Bien que je l’ignore, le kaki
Pour la première fois j’ai cueilli. *

* : à propos de son mariage.

Au réveil je vois,
Au coucher je vois, de la moustiquaire
le vide, hélas ! *

* : le mari de Tchiyo avait été enlevé par une mort prématurée.

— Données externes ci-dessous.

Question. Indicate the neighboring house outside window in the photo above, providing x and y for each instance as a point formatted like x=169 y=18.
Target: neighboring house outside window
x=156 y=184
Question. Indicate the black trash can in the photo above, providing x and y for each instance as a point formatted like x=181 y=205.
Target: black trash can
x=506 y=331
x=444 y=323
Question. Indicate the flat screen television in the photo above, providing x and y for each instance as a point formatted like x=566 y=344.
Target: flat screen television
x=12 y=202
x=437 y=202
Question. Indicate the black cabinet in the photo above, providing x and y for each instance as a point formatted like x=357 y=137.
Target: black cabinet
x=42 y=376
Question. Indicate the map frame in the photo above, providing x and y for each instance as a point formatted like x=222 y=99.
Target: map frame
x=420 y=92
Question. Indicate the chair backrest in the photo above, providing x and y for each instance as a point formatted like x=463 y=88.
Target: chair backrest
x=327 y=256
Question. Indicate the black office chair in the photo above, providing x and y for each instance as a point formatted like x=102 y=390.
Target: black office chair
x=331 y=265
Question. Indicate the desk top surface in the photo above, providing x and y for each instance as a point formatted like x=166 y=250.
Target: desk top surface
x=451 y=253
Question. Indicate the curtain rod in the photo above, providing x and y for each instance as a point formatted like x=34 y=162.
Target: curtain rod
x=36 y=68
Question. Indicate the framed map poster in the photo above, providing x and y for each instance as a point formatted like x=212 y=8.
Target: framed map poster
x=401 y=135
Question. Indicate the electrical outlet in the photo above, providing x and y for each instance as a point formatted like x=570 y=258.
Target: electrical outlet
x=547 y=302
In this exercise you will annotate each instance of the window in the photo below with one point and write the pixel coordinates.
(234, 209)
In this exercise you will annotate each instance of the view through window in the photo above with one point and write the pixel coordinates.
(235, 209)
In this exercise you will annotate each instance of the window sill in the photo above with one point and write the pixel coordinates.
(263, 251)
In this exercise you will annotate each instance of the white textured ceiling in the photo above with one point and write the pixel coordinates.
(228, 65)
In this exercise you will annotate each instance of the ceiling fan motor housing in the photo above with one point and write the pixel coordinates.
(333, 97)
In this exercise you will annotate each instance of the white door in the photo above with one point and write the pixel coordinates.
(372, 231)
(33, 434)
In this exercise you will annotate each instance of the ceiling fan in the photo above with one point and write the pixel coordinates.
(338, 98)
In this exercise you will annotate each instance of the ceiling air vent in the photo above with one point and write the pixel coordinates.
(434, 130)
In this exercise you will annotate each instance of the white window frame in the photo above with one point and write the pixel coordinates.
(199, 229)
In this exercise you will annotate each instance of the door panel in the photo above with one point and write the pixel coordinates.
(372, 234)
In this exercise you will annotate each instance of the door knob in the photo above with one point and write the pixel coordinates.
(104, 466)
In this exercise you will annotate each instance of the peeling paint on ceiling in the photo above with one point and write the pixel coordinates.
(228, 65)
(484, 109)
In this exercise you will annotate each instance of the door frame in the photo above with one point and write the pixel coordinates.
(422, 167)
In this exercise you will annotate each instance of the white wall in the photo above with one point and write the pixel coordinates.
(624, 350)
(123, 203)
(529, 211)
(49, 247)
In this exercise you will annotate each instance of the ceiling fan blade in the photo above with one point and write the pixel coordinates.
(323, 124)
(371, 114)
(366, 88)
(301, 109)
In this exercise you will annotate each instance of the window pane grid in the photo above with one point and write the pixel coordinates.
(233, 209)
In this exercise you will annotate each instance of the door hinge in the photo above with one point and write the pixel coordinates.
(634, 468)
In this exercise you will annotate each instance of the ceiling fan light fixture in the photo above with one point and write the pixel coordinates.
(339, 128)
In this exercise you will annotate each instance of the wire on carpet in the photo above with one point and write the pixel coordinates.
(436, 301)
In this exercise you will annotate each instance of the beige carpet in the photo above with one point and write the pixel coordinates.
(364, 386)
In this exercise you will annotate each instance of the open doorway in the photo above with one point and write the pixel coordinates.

Le pêcheur de libellules !
Aujourd’hui, jusqu’où
est-il allé ? *

* : à la mort de son petit garçon.
°
Yokoï YAYOU
(1703-1783), se distingua dans le haïboun :

Ah ! le Visage-du-jour !
À qui aucune des rosées
N’arrive à temps ! *

* : il exprime sa sympathie pour le hirougao, le liseron des haies japonaises. Lequel n’est rafraîchi ni par la rosée du matin, ni par la rosée du soir, comme le Visage-du-soir.
°
BOUçON :

Le prunier est en fleurs.
Lesquelles sont « moumé » ,
Lesquelles sont « oumé » ? *

* : le poète se moque des philologues qui discutaient sans fin le point de savoir si on devait prononcer oumé ou moumé.
°
RYÔTA :

Oh ! le clair de lune !
Si je change en renaissant,
(Que) je sois un pin de la cime ! *

* : Ryôta ( 1719-1787), un des plus féconds auteurs de haïkaï ; il a laissé une soixantaine d’ouvrages. (…) Il voudrait renaître pin au sommet d’un pic ; car alors il serait le premier à voir la lune !
°
ISSA :

Avec moi,
Moineaux sans
Parents, venez jouer ! *

* : On dit qu’il composa ces vers à cinq ans, alors qu’il venait de perdre sa mère.

Qu’est-ce que son
Million de kokou ?
De la rosée sur un bambou ! *

* : opulence du daïmyô de Kaga.
Kokou : monnaie.
°
(À suivre : 8) « La prose légère : Haïboun » (p. 399)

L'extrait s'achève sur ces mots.